The U.S. Chamber of Commerce urged Youngkin to veto HB 2094 for several reasons in a letter sent last month. The Chamber’s message aligns with the federal government’s shift to deprioritize new AI-specific laws.
“Existing laws and regulations already cover many AI activities,” the Chamber said. “The failure to follow such an approach could create duplicative, conflicting or burdensome regulations that would diminish the benefits of AI for consumers and the overall economy.”
Business leaders are keeping an eye on the evolving AI regulatory landscape, especially as states continue to shape proposals that could ultimately impact enterprise deployment plans.
Lawmakers introduced AI-related bills in 45 states last year. Nearly 100 of the 635 proposed bills were enacted, according to legislative tracker MultiState. There have been around 921 bills being considered this year already, roughly 10 per day. KPMG’s analysis puts the number closer to 800.
“This represents an unprecedented amount of legislative activity for any emerging technology and it threatens to create a confusing patchwork of regulatory policies that will entail enormous compliance costs, especially for smaller technology entrepreneurs,” Adam Thierer, senior fellow at R Street Institute, said in an email.
The Chamber of Progress, an industry coalition backed by dozens of tech companies, conducted an economic analysis in February that found complying with HB 2094 could cost Virginia’s AI innovators $290 million.

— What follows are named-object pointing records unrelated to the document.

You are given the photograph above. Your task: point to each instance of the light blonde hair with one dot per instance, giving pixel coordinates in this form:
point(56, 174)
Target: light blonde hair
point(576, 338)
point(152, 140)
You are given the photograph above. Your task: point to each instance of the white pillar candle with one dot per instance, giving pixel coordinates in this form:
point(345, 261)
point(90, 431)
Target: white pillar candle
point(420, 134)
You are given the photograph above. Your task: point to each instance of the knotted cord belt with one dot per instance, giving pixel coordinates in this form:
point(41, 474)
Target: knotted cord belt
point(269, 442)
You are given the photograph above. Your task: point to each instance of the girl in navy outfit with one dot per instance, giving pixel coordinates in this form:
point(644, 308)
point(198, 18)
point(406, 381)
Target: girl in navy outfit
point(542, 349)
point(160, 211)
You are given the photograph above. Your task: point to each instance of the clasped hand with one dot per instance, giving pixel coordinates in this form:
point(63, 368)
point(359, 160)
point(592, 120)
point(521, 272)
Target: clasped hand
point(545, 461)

“Virginia has the highest concentration of tech talent in the country, and the growth of emerging technologies like AI is key to the Commonwealth’s economic future,” Chamber of Progress Northeast State and Local Government Relations Director Brianna January said in a statement Monday.
A broader shift
The Virginia veto is the latest signal of a growing trend of exercising a governance style that minimizes regulatory burdens on developers.
Shortly after taking office in January, the Trump Administration revoked past AI policies and tasked federal agencies with removing obstacles to AI innovation as its federal AI oversight approach took shape. Vice President JD Vance took the messaging abroad during the AI Action Summit in Paris last month, advocating for “pro-growth” AI policies and warning of excessive regulation.
There are signs that the shift in approach has trickled down into the states.
Earlier this month, Texas lawmakers introduced a revised version of the Texas Responsible AI Governance Act, which substantially lessened the requirements for private sector companies found in the original.
“While the new TRAIGA addresses concerns about AI’s potential to discriminate, it does not place requirements on any party to actively ensure that AI is not producing discriminatory effects,” Kim Miller, associate general counsel at MultiState, said in a blog post. The bill prohibits specific use cases that could cause discrimination, such as systems that encourage someone to harm themself or others.
Despite a looser regulatory environment, business leaders should keep in mind that existing laws still apply to AI. Youngkin highlighted the existing legal framework around potential AI risks, as did the Chamber in its letter to him in February.
“There are many laws currently in place that protect consumers and place responsibilities on companies relating to discriminatory practices, privacy, data use, libel and more,” Youngkin said in his veto letter.